There is no certain degree of demanding for equality beyond which feminism becomes something else. When the movement started, it was for women to be treated the same way as men. And yes, that means equal responsibilities, too, not just opportunities. But that means equality in every single sphere- be it something as little as the right to roam in the streets at night without being questioned on your character. So, while we mutter no disapproval at a man walking in shorts, and call a woman out as “pseudo-feminist” for doing the same thing, we are essentially telling them that equality will only be granted till a certain level. This mentality is precisely what needs changing.

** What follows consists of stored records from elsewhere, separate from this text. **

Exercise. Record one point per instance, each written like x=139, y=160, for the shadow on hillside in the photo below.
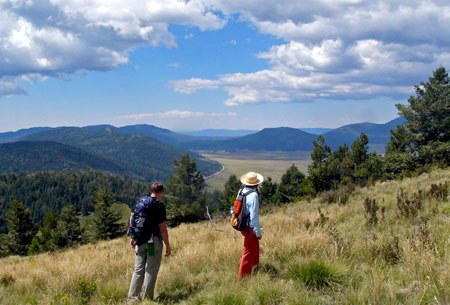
x=173, y=297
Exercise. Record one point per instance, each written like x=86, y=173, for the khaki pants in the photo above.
x=145, y=271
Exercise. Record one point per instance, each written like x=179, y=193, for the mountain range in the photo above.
x=146, y=152
x=136, y=156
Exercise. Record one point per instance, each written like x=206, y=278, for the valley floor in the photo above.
x=308, y=256
x=272, y=164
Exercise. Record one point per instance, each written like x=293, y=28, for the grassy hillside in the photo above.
x=306, y=258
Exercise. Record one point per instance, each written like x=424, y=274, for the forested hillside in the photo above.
x=34, y=156
x=43, y=191
x=311, y=253
x=145, y=158
x=377, y=133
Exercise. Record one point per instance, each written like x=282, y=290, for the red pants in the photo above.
x=250, y=255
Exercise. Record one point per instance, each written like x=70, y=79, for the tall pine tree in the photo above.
x=68, y=231
x=184, y=192
x=106, y=221
x=21, y=230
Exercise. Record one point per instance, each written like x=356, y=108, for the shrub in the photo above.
x=6, y=280
x=439, y=191
x=339, y=196
x=86, y=290
x=321, y=220
x=420, y=237
x=409, y=207
x=315, y=274
x=371, y=208
x=389, y=250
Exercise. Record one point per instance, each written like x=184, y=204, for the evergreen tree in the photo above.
x=21, y=230
x=231, y=187
x=291, y=185
x=184, y=192
x=35, y=246
x=68, y=232
x=425, y=136
x=428, y=114
x=267, y=191
x=106, y=221
x=48, y=229
x=318, y=169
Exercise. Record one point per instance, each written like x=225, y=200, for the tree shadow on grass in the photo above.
x=176, y=296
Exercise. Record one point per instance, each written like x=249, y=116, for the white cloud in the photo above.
x=347, y=49
x=60, y=37
x=177, y=114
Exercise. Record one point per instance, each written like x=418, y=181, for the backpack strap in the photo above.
x=244, y=201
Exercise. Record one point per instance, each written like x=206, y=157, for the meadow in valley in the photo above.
x=395, y=250
x=273, y=164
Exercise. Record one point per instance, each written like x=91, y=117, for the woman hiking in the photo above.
x=252, y=234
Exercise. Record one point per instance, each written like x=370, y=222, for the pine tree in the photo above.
x=21, y=230
x=48, y=229
x=184, y=192
x=318, y=169
x=106, y=221
x=267, y=191
x=425, y=137
x=291, y=184
x=68, y=230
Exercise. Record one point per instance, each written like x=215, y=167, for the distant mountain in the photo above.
x=161, y=134
x=221, y=133
x=377, y=133
x=291, y=139
x=12, y=136
x=316, y=131
x=268, y=139
x=34, y=156
x=145, y=157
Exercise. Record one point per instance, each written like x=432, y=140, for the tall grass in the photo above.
x=307, y=257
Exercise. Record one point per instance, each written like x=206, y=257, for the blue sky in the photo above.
x=215, y=64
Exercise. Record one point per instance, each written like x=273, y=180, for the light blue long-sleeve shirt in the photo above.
x=252, y=205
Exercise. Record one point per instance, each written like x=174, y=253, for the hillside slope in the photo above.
x=144, y=157
x=34, y=156
x=268, y=139
x=12, y=136
x=377, y=133
x=400, y=261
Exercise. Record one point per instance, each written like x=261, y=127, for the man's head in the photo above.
x=157, y=190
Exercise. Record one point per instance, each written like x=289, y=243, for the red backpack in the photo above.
x=240, y=217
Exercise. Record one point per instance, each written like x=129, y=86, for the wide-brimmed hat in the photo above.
x=252, y=179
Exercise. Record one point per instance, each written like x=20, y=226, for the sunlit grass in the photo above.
x=339, y=261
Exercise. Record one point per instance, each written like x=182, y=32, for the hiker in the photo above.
x=252, y=234
x=148, y=259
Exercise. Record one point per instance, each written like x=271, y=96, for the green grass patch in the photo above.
x=236, y=164
x=315, y=274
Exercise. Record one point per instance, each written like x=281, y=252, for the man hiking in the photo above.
x=148, y=229
x=252, y=234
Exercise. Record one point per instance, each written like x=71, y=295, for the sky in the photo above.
x=191, y=65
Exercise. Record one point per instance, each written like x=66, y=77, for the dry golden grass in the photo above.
x=205, y=262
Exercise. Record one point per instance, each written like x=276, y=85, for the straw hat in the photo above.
x=251, y=179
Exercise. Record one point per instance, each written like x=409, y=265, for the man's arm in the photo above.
x=165, y=236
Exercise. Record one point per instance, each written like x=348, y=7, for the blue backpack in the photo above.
x=141, y=220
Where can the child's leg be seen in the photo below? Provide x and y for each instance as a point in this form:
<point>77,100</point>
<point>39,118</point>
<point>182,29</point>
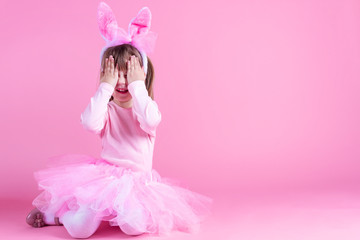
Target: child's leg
<point>129,230</point>
<point>81,223</point>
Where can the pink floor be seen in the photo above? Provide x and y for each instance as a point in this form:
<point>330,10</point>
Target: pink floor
<point>322,215</point>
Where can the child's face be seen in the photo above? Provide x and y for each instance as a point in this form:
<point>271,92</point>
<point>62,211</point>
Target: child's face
<point>122,85</point>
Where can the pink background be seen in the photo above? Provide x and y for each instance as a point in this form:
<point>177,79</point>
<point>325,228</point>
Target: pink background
<point>256,96</point>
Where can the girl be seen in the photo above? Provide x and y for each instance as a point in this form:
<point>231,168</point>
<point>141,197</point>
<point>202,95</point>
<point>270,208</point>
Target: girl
<point>121,187</point>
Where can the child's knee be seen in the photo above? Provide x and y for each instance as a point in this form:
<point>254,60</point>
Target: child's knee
<point>127,229</point>
<point>80,224</point>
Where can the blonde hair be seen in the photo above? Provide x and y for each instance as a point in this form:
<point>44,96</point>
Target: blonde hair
<point>121,54</point>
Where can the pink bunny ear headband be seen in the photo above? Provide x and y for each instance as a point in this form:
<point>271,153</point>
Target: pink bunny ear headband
<point>138,34</point>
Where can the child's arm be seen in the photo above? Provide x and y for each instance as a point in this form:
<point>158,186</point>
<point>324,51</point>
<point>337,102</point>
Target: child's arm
<point>95,115</point>
<point>146,109</point>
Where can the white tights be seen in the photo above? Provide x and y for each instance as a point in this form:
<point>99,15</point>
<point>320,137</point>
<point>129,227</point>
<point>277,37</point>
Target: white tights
<point>82,223</point>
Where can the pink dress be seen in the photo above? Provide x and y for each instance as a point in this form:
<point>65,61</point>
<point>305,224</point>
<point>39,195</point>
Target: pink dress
<point>121,187</point>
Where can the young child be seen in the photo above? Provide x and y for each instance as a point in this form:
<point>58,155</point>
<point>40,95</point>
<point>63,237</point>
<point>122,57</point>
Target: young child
<point>121,187</point>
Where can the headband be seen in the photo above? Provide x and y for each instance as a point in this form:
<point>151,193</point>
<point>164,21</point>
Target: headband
<point>138,34</point>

Making a man stand up from a metro seat is not feminism, agreed. But having one separate compartment out of 6-8 is. If women want to feel safe in a country where crime rates against their gender are shamelessly increasing every day, that’s not a demand for privilege.

A need for change

Recently, there has been a growing trend of people saying “I am not a feminist, I am a humanist”. However, that argument becomes a little similar to-
Why ‘Black lives matter’, why not ‘All lives matter’? Why? Because you are essentially missing the point of the problem. Yes, all lives matter and there is no denying that. The movement does not take away the essence of white lives, or any other ethnicity for that matter. But what it wants to say is, the black lives are endangered, there is a general greater share of crime and discrimination against them and it needs to be noticed.

Similarly, feminism is not called “humanism” because despite whatever long way we have come in women empowerment, there is still a long way to go. Even if only one single woman in the world is left without her equal rights, there would be a need for feminism. The movement works for equality of ALL the genders, and it does so, naturally by uplifting the gender that is under-privileged. Hence, feminism. To take it as a “man-hating” scheme is to miss out on the entire purpose of the movement. Even if women are granted privileges over men, it would mean feminism losing out.

Secondly, the modern day feminism while working for cis-gender women also needs to be more and more inclusive for transwomen. If their rights are ignored, or not brought into the feminist umbrella, that is a toxic privilege of its own.

Transwomen are women, and feminism is equality.